Compact space homotopy equivalent to a CW complex Assume that $X$ is a compact Hausdorff space homotopy equivalent to some CW complex. Does it follow that it is homotopy equivalent to a compact CW complex?
 A: As I understand it, the answer is no. The following facts are what I have pieced together from Mislin's article Wall's Finiteness Obstruction, which appears as chapter 26 of The Handbook of Algebraic Topology. In summary, there are indeed compact spaces with CW homotopy type which are not of the homotopy type of a finite CW complex.
A connected space $X$ is said to be finitely dominated if there is a finite complex $P$ and maps $\phi:X\rightarrow P$, $\psi:P\rightarrow X$ with $\psi\circ\phi\simeq id_X$.

A finitely dominated space has the homotopy type of a CW complex of finite dimension.

However, examples produced by Lyra, On a Conjecture in Homotopy Theory, and later Wall, Finiteness Conditions for CW-Complexes, I, II, showed that there are finitely dominated spaces which are not of the homotopy type of a finite CW complex. Moreover Mather showd the remarkable fact that

A connected space $X$ is finitely dominated if and only if $X\times S^1$ has the homotopy type of a finite CW complex.
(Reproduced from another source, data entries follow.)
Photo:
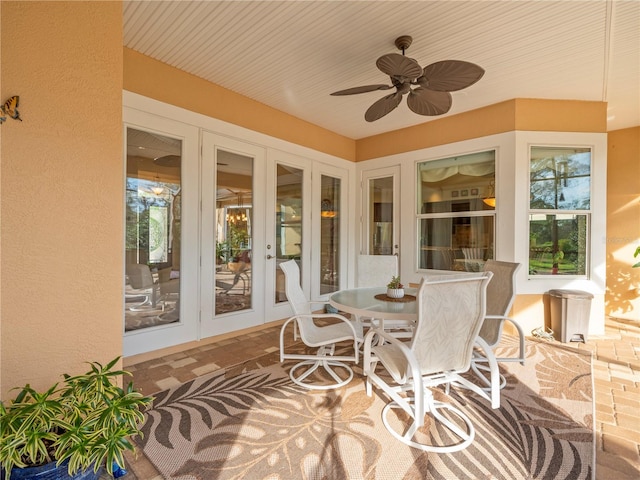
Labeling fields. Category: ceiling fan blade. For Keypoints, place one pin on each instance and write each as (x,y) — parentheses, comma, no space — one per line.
(396,65)
(428,102)
(363,89)
(383,106)
(450,75)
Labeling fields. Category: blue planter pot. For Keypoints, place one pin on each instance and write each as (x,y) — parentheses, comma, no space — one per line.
(51,472)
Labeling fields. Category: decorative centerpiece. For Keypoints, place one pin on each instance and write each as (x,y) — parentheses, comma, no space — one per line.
(395,289)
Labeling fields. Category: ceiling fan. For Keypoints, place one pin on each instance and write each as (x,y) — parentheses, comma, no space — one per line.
(432,84)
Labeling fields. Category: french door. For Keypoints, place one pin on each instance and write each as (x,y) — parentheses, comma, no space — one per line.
(232,248)
(161,198)
(208,227)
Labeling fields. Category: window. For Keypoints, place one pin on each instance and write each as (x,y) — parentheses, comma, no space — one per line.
(456,212)
(559,210)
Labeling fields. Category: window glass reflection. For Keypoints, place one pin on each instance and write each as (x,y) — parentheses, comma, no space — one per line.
(152,230)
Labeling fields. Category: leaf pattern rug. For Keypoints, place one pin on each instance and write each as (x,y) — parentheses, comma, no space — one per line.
(251,422)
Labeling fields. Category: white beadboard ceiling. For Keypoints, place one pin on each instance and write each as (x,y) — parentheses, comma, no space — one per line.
(291,55)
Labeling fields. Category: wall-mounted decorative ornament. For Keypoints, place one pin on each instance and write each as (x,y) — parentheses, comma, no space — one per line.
(10,109)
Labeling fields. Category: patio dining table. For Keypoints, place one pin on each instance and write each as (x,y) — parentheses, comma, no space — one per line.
(372,302)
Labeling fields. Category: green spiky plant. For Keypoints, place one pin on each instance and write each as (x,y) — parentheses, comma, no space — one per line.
(85,419)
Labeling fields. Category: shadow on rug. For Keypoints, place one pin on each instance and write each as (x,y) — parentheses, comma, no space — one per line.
(252,422)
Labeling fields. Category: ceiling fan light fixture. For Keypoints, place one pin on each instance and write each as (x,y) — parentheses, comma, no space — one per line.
(433,83)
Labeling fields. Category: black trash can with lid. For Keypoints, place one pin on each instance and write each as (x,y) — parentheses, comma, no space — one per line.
(570,312)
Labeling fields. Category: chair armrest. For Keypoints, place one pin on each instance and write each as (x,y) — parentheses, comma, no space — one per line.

It follows that $X\times S^1$ is compact, and therefore so is $X$, as it is the image of the continuous projection.
In general, given a finitely dominated space $X$ there is Wall's finiteness obstruction, which is a class $\sigma(X)\in\tilde K_0(\mathbb{Z}[\pi_1(X)])$ which vanishes if and only if $X$ is homotopy equivalent to a finite CW complex.